La campaña de la Renta 2025-2026 comenzó el 8 de abril de 2026 y termina el 30 de junio de 2026. Para aplicar cualquiera de estas deducciones, el contribuyente debe haber tenido su residencia habitual en Cantabria durante 2025. A partir de ahí, cada una sigue sus propias reglas.
Deducción por arrendamiento de vivienda habitual para jóvenes, mayores y personas con discapacidad
Esta deducción está reservada a quienes tengan menos de 36 años, 65 años o más o acrediten una discapacidad igual o superior al 65%. Además, no basta con vivir de alquiler.

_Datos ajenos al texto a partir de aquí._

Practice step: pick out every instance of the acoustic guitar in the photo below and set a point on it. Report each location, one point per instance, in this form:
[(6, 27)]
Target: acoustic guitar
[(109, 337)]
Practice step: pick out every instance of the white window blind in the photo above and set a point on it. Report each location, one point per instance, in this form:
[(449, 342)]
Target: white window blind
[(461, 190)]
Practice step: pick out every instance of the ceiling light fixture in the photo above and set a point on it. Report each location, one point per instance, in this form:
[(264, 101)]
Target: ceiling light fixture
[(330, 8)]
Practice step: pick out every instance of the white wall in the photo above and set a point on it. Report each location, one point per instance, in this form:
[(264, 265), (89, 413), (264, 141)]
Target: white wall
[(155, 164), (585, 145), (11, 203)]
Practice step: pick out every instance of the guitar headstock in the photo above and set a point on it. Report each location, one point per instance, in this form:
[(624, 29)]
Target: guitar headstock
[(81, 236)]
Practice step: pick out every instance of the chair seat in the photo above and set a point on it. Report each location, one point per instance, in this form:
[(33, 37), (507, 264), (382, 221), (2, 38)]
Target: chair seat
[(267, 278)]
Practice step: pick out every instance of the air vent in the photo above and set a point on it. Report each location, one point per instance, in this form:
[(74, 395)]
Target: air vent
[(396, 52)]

La norma exige que las cantidades pagadas por el arrendamiento durante 2025 superen el 10% de la renta del contribuyente, de forma que la ayuda se concentra en quienes soportan un esfuerzo económico relevante. La ficha oficial puede consultarse en la deducción por arrendamiento de vivienda habitual para jóvenes, mayores y personas con discapacidad.

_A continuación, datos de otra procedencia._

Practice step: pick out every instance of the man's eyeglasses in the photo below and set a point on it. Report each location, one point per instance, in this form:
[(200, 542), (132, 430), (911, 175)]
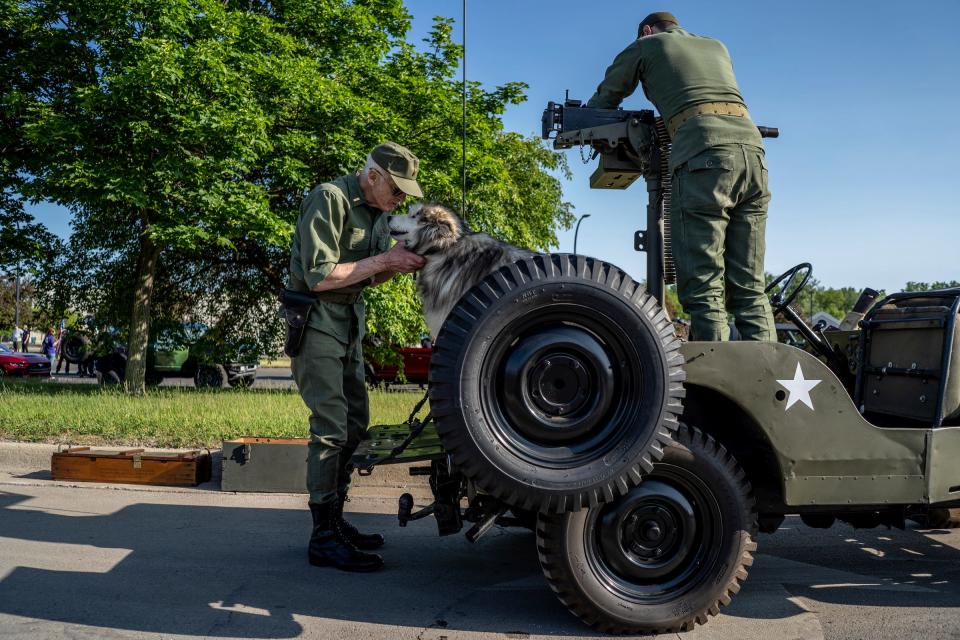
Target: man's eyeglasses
[(397, 191)]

La cuantía es del 10% de las cantidades satisfechas por el alquiler de la vivienda habitual, con un límite de 300 euros en tributación individual y de 600 euros en conjunta. La deducción la aplican el titular o titulares del contrato de arrendamiento.
Deducción por arrendamiento de viviendas situadas en municipios afectados por despoblamiento
La segunda vía cambia por completo el enfoque. Aquí no importa la edad del arrendatario ni si tiene discapacidad. Lo decisivo es que la vivienda esté situada en uno de los municipios cántabros afectados por riesgo de despoblamiento y que constituya, o vaya a constituir, la vivienda habitual del inquilino. También se exige que el contribuyente sea titular del contrato. El detalle puede verse en la ficha oficial de la deducción por alquiler en municipios afectados por despoblamiento y en la relación de municipios incluidos.
En este caso, la deducción asciende al 20% de las cantidades pagadas por el alquiler, con un máximo de 600 euros en declaración individual y de 1.200 euros en conjunta. Es una ventaja fiscal más elevada que la anterior y, además, no obliga a cumplir un requisito de edad ni a que el alquiler supere un porcentaje concreto de la renta.